The International Metastatic Renal Cell Carcinoma Database Consortium (IMDC) model is “routinely used for prognostication in clinical practice,” the authors wrote; it identifies six variables as having prognostic significance.1 Since its initial validation, the model has also shown prognostic stratification in both second- and third-line settings, the authors noted.
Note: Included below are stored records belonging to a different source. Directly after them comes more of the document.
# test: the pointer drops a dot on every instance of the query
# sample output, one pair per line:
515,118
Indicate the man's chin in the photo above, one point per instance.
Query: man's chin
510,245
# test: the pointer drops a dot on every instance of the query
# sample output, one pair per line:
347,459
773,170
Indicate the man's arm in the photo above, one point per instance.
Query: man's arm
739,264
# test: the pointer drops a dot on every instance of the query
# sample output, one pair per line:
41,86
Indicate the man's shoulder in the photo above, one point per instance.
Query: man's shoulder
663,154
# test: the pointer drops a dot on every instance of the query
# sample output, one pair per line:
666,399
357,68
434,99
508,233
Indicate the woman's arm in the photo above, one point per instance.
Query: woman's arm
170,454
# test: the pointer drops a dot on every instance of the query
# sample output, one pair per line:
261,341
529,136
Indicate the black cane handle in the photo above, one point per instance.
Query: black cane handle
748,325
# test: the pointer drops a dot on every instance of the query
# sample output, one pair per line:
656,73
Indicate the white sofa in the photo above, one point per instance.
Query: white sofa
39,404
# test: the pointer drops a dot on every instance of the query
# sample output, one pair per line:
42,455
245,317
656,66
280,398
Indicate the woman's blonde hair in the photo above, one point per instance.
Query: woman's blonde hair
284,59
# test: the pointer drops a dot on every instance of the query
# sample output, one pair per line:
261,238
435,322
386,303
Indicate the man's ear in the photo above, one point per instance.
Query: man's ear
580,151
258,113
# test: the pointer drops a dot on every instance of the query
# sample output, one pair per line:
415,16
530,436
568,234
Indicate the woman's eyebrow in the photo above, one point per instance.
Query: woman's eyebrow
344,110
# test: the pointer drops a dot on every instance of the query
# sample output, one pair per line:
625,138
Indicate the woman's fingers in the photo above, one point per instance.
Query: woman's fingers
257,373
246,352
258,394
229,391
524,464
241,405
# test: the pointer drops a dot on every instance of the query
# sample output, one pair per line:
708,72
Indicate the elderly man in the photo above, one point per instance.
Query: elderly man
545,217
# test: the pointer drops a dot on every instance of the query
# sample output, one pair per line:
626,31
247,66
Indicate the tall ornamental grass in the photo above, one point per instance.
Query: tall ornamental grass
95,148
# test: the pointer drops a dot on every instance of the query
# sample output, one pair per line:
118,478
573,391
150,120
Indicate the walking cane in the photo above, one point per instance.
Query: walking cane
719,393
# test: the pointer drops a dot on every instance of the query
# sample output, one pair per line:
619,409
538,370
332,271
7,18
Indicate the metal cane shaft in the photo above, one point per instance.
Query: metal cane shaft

Factors associated with a poor prognosis are key to tackling challenging cases, but equally important is identifying factors that do not influence outcomes, Dr Vaishampayan said. In metastatic RCC, age is one of those factors that should not automatically be used as an absolute contraindication to targeted therapy — overall comorbidity risk score should be considered, she said.

Deferred Systemic Therapy

RCC is a highly heterogeneous disease (with clear cell RCC comprising more than 75% of cases) and one that has a varying natural history. Biopsies in RCC tumors “may reveal only a minority of the genetic alterations within the entire tumor” and genomic differences can be noted within a single tumor as well as between primary and metastatic sites.1 For some patients with metastatic RCC, there seems to be a less aggressive and more indolent pattern of progression. Those patients may benefit from deferred systemic therapy with active surveillance, the authors noted.

Localized therapy to sites of metastatic disease will continue to be an important component in the personalized management of RCC; these can include surgical resection, definitive radiotherapy, and other ablative procedures. However, the role of systemic therapy after complete resection of metastatic disease remains unclear.

The role of nephrectomy in the presence of metastatic disease is also changing with contemporary effective therapy. For instance, at the 2018 American Society of Clinical Oncology (ASCO) Annual Meeting, the CARMENA study (a phase 3 randomized study of patients with metastatic RCC) showed median overall survival for people who received only the targeted therapy sunitinib was 18.4 months, which was noninferior when compared with 13.9 months for those who received surgery followed by sunitinib, the current standard of care.2

“What this found is that for patients with metastatic disease that is progressing or [for those] who are symptomatic, we should not wait and perform surgery, but we should consider initiating systemic therapy first,” Dr Vaishampayan said. “We’ve been doing that for most of our patients who we thought were symptomatic from their cancer and would benefit from immediate systemic therapy, but that may not have been happening routinely. But CARMENA demonstrates that clinicians should consider systemic therapy first in patients with bulky metastatic disease so the nephrectomy time and procedure does not compromise patient care.”